Rick Bourke

Personal information
- Full name: Richard Bourke
- Born: 16 November 1953 Cronulla, New South Wales, Australia
- Died: 15 August 2006 (aged 52) Tugun, Queensland, Australia

Playing information
- Position: Wing
Club
| Years | Team | Pld | T | G | FG | P |
| 1973–82 | Cronulla-Sutherland | 146 | 38 | 0 | 0 | 114 |
| 1983 | South Sydney | 1 | 0 | 0 | 0 | 0 |
|  | Total | 147 | 38 | 0 | 0 | 114 |
- Source:

= Rick Bourke =

Australian rugby league footballer

Richard (Rick) Bourke (16 November 1953 - 15 August 2006) was an Australian rugby league footballer.
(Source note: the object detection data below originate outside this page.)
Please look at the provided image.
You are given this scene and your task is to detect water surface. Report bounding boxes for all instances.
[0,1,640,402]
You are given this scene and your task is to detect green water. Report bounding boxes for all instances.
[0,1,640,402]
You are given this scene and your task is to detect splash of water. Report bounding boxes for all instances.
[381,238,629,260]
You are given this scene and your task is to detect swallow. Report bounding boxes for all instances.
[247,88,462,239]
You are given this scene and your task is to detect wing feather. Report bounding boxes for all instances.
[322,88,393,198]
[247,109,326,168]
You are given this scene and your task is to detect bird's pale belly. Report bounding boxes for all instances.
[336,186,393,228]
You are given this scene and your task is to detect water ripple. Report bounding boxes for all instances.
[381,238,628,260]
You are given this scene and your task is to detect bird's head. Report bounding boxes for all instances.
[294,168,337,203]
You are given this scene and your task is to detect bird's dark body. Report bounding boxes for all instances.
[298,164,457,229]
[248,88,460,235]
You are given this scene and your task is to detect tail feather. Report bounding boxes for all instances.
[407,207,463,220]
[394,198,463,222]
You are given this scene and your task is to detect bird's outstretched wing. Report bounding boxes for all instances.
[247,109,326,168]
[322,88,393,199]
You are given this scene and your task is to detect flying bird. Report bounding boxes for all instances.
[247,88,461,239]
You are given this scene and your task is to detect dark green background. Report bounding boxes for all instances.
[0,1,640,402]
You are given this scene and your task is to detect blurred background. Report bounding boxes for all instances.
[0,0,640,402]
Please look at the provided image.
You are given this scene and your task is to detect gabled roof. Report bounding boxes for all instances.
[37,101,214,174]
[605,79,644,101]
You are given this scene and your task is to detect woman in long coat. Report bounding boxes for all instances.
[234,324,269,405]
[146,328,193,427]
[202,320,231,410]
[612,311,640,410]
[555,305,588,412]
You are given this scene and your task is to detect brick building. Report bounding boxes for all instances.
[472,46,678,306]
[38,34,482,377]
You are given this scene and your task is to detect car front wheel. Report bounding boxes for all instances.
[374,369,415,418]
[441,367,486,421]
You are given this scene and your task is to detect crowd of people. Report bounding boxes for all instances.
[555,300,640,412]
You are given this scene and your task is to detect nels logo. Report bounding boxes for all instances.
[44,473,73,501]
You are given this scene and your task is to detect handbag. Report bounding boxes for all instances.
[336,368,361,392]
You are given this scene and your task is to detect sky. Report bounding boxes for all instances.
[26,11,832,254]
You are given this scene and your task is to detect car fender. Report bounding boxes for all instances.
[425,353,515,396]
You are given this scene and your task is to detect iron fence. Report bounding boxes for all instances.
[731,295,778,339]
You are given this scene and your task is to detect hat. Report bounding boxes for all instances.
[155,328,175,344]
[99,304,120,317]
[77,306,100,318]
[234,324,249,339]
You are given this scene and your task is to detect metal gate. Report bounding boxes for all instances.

He played for Cronulla-Sutherland and South Sydney in the New South Wales Rugby League (NSWRL) competition.

==Playing career==
A local junior from Caringbah, New South Wales, Bourke played 10 seasons for Cronulla at wing and fullback and scored thirty eight tries including their only try in the 10–7 1973 Grand Final loss to a Bob Fulton inspired Manly-Warringah at the Sydney Cricket Ground. He also played on the wing for Cronulla in the drawn Grand Final against Manly in 1978, as well as playing fullback in the replay played just two days later. Manly won the replay 16–0.

He played his final season with South Sydney in 1983.

==Death==
Rick Bourke died of cancer on 15 August 2006 at the John Flynn Hospital, Tugun, Queensland aged 52.